If you administer a Redash instance you may receive requests to provide or remove user data governed by GDPR. In this post we discuss the process of handling such requests and introduce a script to help you find references to user data across your installation.
Types of GDPR Requests
In the context of Redash, Personally Identifiable Information (PII) is usually some form of indicative data linked to an email address. GDPR requests come in two types:
- Requests to see PII retained about a user
- Requests to remove PII retained about a user
Fulfilling the first type of request is straightforward since Redash can easily generate CSV files. Just write queries that accept a User parameter and tag them GDPR so they’re easy to find. When you receive a request for data, run these queries with the relevant User value, and download the resulting CSV to share with the requestor.
The specifics of these queries will depend on your data structure and the kind of information you retain about your users, so we won’t cover it here. But we will cover the second type of common GDPR request: removing PII from your Redash instance.
There are two places in Redash where you may find data governed by GDPR:
- Cached query results
- Metadata like query text, tags, names, or descriptions
Removing PII From Cached Query Results
This happens in two steps.
- Erase the PII from your database
- Update cached query results in Redash containing PII
As before, the first step will depend on the schema of your database. Some organizations write stored procedures to remove PII. Others use visual admining interfaces. The specifics are beyond the scope of this article.

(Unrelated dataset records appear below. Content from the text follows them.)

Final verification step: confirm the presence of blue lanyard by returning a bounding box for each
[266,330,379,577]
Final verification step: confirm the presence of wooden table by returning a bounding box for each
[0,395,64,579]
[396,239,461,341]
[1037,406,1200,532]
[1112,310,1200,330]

However, it’s easy to clear cached results from Redash once you remove the PII from your database. Just execute the queries again. Doing so forces Redash to cache the latest result which doesn’t include PII for the given user.
Removing PII From Query Metadata
Cleansing query metadata of PII is even easier. Just update the offending metadata (titles, descriptions, tags, or text widgets) and save your changes. Redash only keeps the latest version of this information so any PII that was previously preserved in this metadata will become irretrievable
For larger Redash installations you may wish to automate this step using Redash’s API. Check out
redash.py for more information.
Unless you have a good memory it can be tedious going through each query in Redash manually looking for references to a given user. That’s why we wrote a script to find them for you.
This gist has the two files you’ll need. You must install the Requests and Click libraries to run them:
redash.pyis a general purpose wrapper around our API.
gdpr_scrub.pywraps the API with an object that searches your instance. It depends on
redash.pyso they should be saved beside one another in your file system.
You will need your Redash host address, an API key for one of your organization’s admin group members, and the search term you want to isolate (usually an email address). It’s important to run the script with an administrator’s API key since non-admins might not see every query.
Download the files from the gist to a computer with Python 3, Click, and Requests installed. Then run the following command:
$ python3 gdpr_scrub.py <host> <search term> --api-key <admin api key>
You will see a progress bar advance across your terminal window while the script loops through the queries and dashboards of your Redash instance. It searches:
- Dashboard text widgets
- Query text
- Cached query results
...for the search term you specify. Then it prints the URLs for any query or dashboard that matched your search.
⚠️ Warning: This script does not delete PII ⚠️
It only finds objects that match a search term. Use it as a starting point when removing PII from your system. We recommend running
gdpr_scrub.py twice for each GDPR removal request: once before removing the PII so you know where to find it. And once afterward to confirm you got it all. To actually delete PII from your system, see the steps above.